Well, that's hardly any different to google. You have no control over the details of those taxes. If anything, the advantage you grant google is likely more direct and quite probably more costly if you're comparing apples to apples. It's just really hard to compare those.

Don't forget, google gains quite a lot from giving away software like this, and some of their gain (in the form of control) may well be a cost to others - and it's not a zero sum game, so it's anyones guess whether it's a net positive or negative (even though that seems unlikely).

Similarly, you talk of the paying taxes as if this were some net-negative cost. There too this isn't a zero sum game - just because you distribute the costs but don't account for the benefits doesn't mean it's not net beneficial to you.
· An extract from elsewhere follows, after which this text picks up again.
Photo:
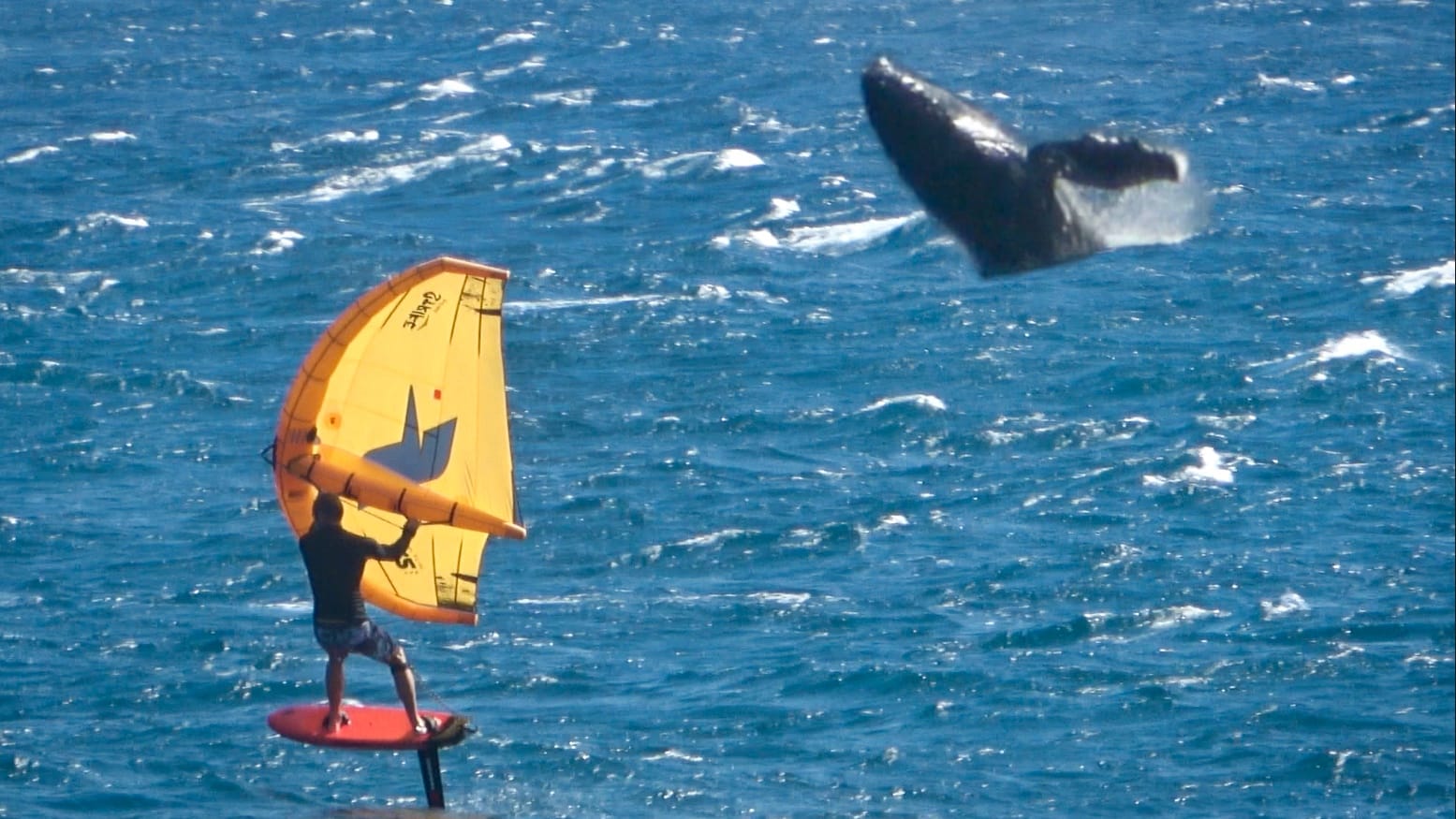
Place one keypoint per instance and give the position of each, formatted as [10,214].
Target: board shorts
[362,639]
The government is even larger than google (and indeed intertwined the the semi-fiction of currency), so "paying them" doesn't really mean the costs are much more direct than they are with granting google influence of the JS ecosystem.

Even if through voting you could choose the cease to "pay" for the government employees, the consequences might well be far-reaching and impact the currency system (hence "pay" in quotes), so from one point of view you can't with any reliability choose not to pay, rather, you can choose not to account for costs accrued by a large civilization. But it's highly questionable whether you can actually avoid those costs and remain a large civilization.

I don't know. If you use Google products and see ads, you're indirectly paying for the development of Angular.

Not everyone who uses government services directly pays for them either (they might not have income or it might be less than the required minimum for federal/national tax, for example).